FREE PRESS (Burlington, Vermont) 09 November 05 Rare snake found dead (Candace Page)
Eastern racer snake No. 039, best known for a previous brush with mortality, died last week in Windham County of injuries suffered by being run over by a truck.
He was 15 -- or thereabouts.
"It was very sad. We had hoped we could get that snake safely through the winter," said Middlebury College researcher Jim Andrews, who first made No. 039's acquaintance last year.
Long, black and sinuous, No. 039 belonged to the rarest snake species in Vermont, where only seven other Eastern racers have been found. The snake lived most of his life in short grass, basking in the summer sun and denning up when the cold season came.
He acquired his name from Andrews, a herpetologist who captured and tagged the Eastern racer in 2004 as part of scientists' rediscovery of a species once thought extinct in Vermont.

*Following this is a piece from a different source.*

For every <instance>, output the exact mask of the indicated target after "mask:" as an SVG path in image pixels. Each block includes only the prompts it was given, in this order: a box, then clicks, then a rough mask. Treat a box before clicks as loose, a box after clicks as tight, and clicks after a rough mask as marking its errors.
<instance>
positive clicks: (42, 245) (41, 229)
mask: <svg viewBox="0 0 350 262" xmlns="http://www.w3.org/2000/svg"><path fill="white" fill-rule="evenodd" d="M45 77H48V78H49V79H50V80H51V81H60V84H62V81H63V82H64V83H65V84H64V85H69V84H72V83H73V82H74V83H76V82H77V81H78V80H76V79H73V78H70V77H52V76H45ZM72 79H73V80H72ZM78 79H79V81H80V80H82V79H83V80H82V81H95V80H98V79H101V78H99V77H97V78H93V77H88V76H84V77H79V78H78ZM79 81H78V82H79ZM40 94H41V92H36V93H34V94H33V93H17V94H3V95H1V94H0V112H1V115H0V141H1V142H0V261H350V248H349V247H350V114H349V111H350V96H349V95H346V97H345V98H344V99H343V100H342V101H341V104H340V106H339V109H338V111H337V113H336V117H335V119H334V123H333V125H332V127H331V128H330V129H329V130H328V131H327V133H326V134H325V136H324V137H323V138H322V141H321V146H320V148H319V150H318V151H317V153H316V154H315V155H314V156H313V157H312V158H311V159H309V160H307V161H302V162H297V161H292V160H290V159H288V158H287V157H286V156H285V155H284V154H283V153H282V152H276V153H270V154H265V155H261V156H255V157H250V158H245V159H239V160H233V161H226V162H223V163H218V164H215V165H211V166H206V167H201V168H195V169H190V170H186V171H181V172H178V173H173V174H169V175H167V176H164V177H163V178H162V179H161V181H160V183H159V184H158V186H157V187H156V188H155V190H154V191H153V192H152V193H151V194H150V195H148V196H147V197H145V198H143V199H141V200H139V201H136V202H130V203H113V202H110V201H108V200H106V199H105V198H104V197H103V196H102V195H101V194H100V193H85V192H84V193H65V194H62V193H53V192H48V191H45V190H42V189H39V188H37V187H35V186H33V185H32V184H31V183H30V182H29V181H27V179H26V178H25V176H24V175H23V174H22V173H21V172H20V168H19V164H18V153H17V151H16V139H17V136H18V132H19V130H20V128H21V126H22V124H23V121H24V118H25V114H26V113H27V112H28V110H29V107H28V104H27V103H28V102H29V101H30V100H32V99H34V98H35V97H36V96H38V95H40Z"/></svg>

No. 039 achieved minor celebrity last month when he was returned to his home after a Herculean effort by humans to save his life after a road accident.
The snake had been found July 14 on Interstate 91 with a broken jaw, badly injured eye and cuts and bruises. A veterinarian used a magnifying glass and thread as fine as hair to close the 039's cuts and sew his jaw shut until it healed.
Wildlife volunteers took No. 039 home, feeding him through a tube on a diet of pureed chicken, calcium tablets and cod liver oil.
Then the snake found himself the star of a news conference just before his release Oct. 5. State transportation officials used the occasion to tout their efforts to improve wildlife habitat near highway projects.
Andrews said biologists checked on the snake weekly in October.
"He was pretty healthy. He was relearning his territory and how to find his way around," Andrews said. In October, No. 039 survived flooding and an early snowstorm.
On Nov. 2, No. 039's body was found on a four-wheel drive road near his den in a state wildlife management area. He had been run over. Foul play is not suspected.
More docile than most of his nervous, quick-moving species, No. 039 is remembered with affection by the humans who cared for him this summer.
He is survived by a very small number of his species.